Mitreden wie im Jugendgemeinderat reicht ihnen nicht mehr. Sie wollen freier agieren und das gesellschaftliche Leben der Stadt effektiver mitgestalten. Deshalb gründen elf Weingartner Jugendliche im Alter von 14 bis 17 Jahren den Verein „Junge Demokraten für Weingarten“. Selbständig und auf Augenhöhe wollen sie so mit anderen Institutionen und Einrichtungen der Stadt kooperieren und die Anliegen ihrer Altersklasse besser ins Spiel bringen.

„Junge Demokraten für Weingarten“ – was nach Partei klingt, will das aber gerade nicht sein. Die elf Jugendlichen um David Pichler und Alexander Nobis wollen sich mit der Vereinsgründung eine Plattform schaffen, von der sie sich erhoffen, im öffentlichen Leben freier aufschlagen und mehr mitentscheiden zu können, als das bisher der Fall war. Denn die „jungen Demokraten“ sind keinesfalls nur am eigenen Fortkommen interessierte Zeitgenossen, sondern bereits mehrfach engagiert und so gut wie alle Mitglieder im Jugendgemeinderat in Weingarten.

Dinge selbständiger angehen

In diesem Gremium habe sich, so der zukünftige Vorsitzende David Pichler, herauskristallisiert, dass man Dinge selbständiger angehen und nicht immer „untergeordnet“ agieren wolle. Sie dürften sich zwar bei Themen beteiligen, aber nicht mitentscheiden. Was sie am Beispiel des Skaterplatzes festmachen. Sie hätten dabei zwar Vorschläge machen und den Antrag ausarbeiten, aber darüber letztlich nicht entscheiden dürfen, weil es Sache des Gemeinderates ist. „Nur Vorschlaggeber sein und nicht Entscheider, das möchten wir ändern“, sagt David Pichler.

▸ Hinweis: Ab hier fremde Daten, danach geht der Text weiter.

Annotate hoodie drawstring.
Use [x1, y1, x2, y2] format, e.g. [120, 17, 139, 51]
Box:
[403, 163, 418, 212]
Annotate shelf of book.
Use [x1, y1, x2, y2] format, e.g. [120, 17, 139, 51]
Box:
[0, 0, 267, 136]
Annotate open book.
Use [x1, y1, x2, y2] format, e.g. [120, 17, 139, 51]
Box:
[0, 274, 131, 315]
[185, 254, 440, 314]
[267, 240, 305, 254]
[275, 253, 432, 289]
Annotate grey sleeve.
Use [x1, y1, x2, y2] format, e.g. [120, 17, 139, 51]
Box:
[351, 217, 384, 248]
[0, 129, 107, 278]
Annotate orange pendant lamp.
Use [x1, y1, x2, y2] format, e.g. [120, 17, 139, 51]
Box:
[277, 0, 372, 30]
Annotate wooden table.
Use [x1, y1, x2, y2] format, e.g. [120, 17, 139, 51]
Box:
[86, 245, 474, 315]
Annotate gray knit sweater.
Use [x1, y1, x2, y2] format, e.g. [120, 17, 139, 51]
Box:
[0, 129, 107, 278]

Mit der Gründung „Junge Demokraten für Weingarten“ wollen sie ihrem Anliegen Gewicht geben. Sie wollen zeigen, dass Jugendliche auch Führungsebene können. „Das ist im Moment eine große Lücke in Weingarten“, sagt Pichler. Der Altersdurchschnitt in anderen Vereinen, zumal in der Vorstandsebene, sei so hoch, da kämen sie gar nicht vor. Pichler spricht vom „typischen Weingartner Konservatismus“, dem sie mit den „jungen Demokraten“ etwas entgegensetzen wollten. „Jugendliche wollen sich hier für Jugendliche einsetzen“, sagt Carina Lipp. Man habe vor, Festivals zu organisieren oder sich einzubringen als Partner auf Augenhöhe, sei es bei der Kulturkonzeption oder bei Verkehrsplänen.

Dabei setzen die „Jungen Demokraten“ auf Kooperation mit anderen Einrichtungen und Institutionen. Jeder sei eingeladen bei ihnen mitzumachen. Alle, außer „die Extremen von rechts und von links.“ Dagegen grenzt sich Alexander Nobis, Zweiter Vorsitzender in spe, ab. Von Parteien unterscheide sie, dass sich nicht alle auf ein Programm einschwören müssten, sondern unterschiedliche Meinungen willkommen seien. „Wir lassen uns gegenseitig gelten, machen uns nicht fertig und finden gemeinsam eine Lösung“, sagt Alexander Nobis.

Noch liegt manche Arbeit vor den „Jungen Demokraten von Weingarten“, bis sie dann schließlich im Vereinsregister eingetragen sind, wie etwa die Satzung, rechtliche Fragen und Finanzen. Doch sind die Jugendlichen, die sich, entgegen landläufiger Meinung, neben Schule und allem anderen durchaus für Politik und das Weltgeschehen interessieren, voll motiviert. „Wir machen es gerne, weil wir was erreichen wollen für das Gemeinwohl“, sagt David Pichler. Da müsse man eigene Bedürfnisse schon mal hintanstellen.